Because the body is starving from not using nutrients properly, some dogs may overeat considerably. They’ll likely even lose weight while overeating because the food isn’t being used correctly as energy.”

According to a report from Banfield Pet Hospitals based on 2.5 million dogs seen in 900 veterinary hospitals across the United States, there has been a 79.7% increase in the amount of dogs diagnosed with diabetes between 2006 and 2015, with 23.6 cases for every 10,000 dogs. If your dog is eating more than usual but still losing weight, diabetes may be the culprit. It’s important to take your dog to the vet for a proper diagnosis, as regular insulin injections are required to get and keep your diabetic dog healthy.

2 – Parasites

With more than a dozen possible parasites that can make your dog seriously ill, intestinal parasites are one of the leading causes of trips to the vet for dogs. Some of the top culprits include:

Roundworm – Roundworm can be transmitted by small rodents or polluted food or water. Other symptoms of roundworm include abdominal pain and diarrhea. Roundworm is treatable with medication, but it needs to be diagnosed in order to be treated.

Hookworm – Hookworms “hook” into your dog’s intestines and feed on his blood, leading to anemia, or low iron levels in the blood. Symptoms are similar to those of other parasites.

Tapeworm – Usually spread by fleas, tapeworms feed on blood and other nutrients in your dog’s body. They can cause blockages, intestinal problems, and bloating. They can reproduce asexually, which means once they are in your dog’s system, they can continue to multiply inside your dog’s gut indefinitely.

3- Hypothyroidism

According to Your Old Dog:

“[Hypothyroidism] is a disorder where the thyroid glands are underactive and consequently don’t discharge enough hormones. This slows the dog’s metabolism because the thyroid gland regulates it.

Symptoms include depression, energy deficiency, low tolerance for cold weather, chronic infections, and even weight gain. This disorder is more common in medium to large dogs, with some breeds like Irish setters, Dobermans, and Greyhounds genetically predisposed to it.”

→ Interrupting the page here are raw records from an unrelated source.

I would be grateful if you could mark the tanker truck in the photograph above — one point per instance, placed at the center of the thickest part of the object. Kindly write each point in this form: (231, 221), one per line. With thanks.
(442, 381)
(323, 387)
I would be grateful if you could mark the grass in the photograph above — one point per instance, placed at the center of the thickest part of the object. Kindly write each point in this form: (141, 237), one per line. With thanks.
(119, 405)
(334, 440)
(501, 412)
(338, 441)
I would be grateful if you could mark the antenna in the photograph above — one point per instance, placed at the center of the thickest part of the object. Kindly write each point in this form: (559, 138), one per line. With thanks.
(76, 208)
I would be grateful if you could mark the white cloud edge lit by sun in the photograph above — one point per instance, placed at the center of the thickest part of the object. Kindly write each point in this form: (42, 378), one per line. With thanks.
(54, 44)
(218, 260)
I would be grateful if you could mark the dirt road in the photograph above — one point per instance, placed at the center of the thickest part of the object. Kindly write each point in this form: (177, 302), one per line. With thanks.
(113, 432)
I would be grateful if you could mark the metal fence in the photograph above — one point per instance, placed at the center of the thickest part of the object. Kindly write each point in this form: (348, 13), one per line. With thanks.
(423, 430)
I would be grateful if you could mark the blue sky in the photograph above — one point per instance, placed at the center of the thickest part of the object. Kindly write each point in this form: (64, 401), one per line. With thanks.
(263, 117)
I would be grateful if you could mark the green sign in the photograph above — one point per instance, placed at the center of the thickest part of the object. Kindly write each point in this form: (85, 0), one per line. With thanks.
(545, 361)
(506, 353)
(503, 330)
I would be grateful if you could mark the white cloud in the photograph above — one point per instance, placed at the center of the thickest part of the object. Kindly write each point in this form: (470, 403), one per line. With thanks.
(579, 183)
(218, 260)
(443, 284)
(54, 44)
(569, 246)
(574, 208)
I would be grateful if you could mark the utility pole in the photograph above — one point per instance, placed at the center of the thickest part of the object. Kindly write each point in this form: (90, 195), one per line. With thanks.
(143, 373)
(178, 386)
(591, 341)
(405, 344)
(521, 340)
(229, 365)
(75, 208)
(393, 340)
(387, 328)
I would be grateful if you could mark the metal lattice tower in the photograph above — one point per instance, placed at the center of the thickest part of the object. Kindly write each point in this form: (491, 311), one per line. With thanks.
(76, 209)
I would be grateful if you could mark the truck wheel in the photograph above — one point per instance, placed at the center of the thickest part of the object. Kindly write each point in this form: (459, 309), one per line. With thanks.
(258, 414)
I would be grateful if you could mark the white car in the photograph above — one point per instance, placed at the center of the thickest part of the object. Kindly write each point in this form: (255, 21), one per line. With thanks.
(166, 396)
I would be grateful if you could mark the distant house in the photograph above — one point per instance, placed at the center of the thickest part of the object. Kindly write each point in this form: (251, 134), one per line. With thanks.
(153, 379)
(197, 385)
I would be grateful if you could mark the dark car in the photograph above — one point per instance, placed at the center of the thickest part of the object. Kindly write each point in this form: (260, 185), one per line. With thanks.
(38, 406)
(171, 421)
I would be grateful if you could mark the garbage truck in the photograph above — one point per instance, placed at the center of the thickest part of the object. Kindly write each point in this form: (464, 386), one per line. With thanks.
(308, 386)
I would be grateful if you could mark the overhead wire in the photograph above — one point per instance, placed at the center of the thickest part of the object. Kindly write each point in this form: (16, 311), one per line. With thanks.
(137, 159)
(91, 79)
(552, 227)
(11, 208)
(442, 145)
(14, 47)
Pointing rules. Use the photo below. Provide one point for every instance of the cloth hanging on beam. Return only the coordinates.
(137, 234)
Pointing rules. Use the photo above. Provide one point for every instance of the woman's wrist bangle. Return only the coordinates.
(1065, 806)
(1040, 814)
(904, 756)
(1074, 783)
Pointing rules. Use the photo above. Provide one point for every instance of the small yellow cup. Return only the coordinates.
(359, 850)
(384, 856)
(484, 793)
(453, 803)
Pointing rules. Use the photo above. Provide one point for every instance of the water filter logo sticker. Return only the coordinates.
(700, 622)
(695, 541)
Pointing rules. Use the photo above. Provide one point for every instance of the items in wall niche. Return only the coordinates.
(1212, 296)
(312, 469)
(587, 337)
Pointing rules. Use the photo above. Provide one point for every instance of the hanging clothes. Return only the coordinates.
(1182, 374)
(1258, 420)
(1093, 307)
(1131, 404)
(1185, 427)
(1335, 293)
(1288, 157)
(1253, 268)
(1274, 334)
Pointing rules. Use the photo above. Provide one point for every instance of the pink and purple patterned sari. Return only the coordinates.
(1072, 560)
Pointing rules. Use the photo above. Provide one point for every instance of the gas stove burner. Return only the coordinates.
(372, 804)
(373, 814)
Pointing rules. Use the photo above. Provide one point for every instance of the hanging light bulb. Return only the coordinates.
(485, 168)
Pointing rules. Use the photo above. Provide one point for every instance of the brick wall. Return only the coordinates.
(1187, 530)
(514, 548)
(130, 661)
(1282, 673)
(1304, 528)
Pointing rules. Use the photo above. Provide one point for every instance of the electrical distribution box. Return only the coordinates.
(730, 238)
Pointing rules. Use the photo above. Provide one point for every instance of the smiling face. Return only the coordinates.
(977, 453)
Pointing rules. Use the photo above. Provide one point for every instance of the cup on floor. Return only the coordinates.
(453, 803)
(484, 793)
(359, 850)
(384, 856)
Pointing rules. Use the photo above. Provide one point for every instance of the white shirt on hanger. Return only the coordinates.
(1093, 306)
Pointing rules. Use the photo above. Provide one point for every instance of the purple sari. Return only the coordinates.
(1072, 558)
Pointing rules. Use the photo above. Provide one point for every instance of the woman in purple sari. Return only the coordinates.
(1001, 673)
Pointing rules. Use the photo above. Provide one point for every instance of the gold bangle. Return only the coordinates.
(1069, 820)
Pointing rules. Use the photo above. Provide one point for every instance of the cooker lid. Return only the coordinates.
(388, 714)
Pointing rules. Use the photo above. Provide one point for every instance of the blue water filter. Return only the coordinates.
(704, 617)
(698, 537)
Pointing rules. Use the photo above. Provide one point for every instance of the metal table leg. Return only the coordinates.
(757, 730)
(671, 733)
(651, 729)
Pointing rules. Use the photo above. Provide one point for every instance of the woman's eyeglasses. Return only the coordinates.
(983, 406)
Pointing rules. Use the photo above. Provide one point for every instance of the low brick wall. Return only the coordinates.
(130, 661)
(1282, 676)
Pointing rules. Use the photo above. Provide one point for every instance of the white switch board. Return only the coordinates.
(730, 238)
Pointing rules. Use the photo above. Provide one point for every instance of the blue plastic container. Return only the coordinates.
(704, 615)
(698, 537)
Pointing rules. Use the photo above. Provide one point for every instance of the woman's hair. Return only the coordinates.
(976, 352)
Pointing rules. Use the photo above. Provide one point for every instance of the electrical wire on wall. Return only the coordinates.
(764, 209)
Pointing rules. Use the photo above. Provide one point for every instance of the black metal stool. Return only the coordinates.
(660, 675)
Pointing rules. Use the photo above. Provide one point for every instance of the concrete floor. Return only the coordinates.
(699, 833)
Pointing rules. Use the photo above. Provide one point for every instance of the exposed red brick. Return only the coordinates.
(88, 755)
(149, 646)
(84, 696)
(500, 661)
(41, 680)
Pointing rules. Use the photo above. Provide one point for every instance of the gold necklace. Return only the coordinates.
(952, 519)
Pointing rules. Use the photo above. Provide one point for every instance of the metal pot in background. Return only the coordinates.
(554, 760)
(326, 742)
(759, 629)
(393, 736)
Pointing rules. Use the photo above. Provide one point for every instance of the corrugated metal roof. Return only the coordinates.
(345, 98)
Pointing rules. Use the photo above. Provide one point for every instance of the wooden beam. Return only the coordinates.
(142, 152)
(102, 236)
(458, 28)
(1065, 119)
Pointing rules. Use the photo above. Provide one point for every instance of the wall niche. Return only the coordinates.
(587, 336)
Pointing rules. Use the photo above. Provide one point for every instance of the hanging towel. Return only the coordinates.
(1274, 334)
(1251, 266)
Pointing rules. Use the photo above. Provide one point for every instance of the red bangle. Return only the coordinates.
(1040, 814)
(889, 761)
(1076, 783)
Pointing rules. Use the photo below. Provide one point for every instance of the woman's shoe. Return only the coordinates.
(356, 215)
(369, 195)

Hypothyroidism affects about 1 in 200 dogs. It isn’t curable, but it is treatable. If your dog is experiencing symptoms, they need to go to the vet to be diagnosed and started on medications.

4 – Other causes

There are many possible explanations for an increase in hunger in your dog. Some more causes include:

-Aging

-Bacterial overgrowth in the intestines

Cushing’s disease

-Exocrine pancreatic insufficiency

-Hyperthyroidism (where your dog’s thyroid is overactive, instead of the underactive thyroid found in hypothyroidism)

-Medication reaction

If your dog’s sudden appetite change can’t be attributed to stress, or the source of possible stress has been addressed but your dog is still hungrier than usual, it’s probably time for a trip to the vet.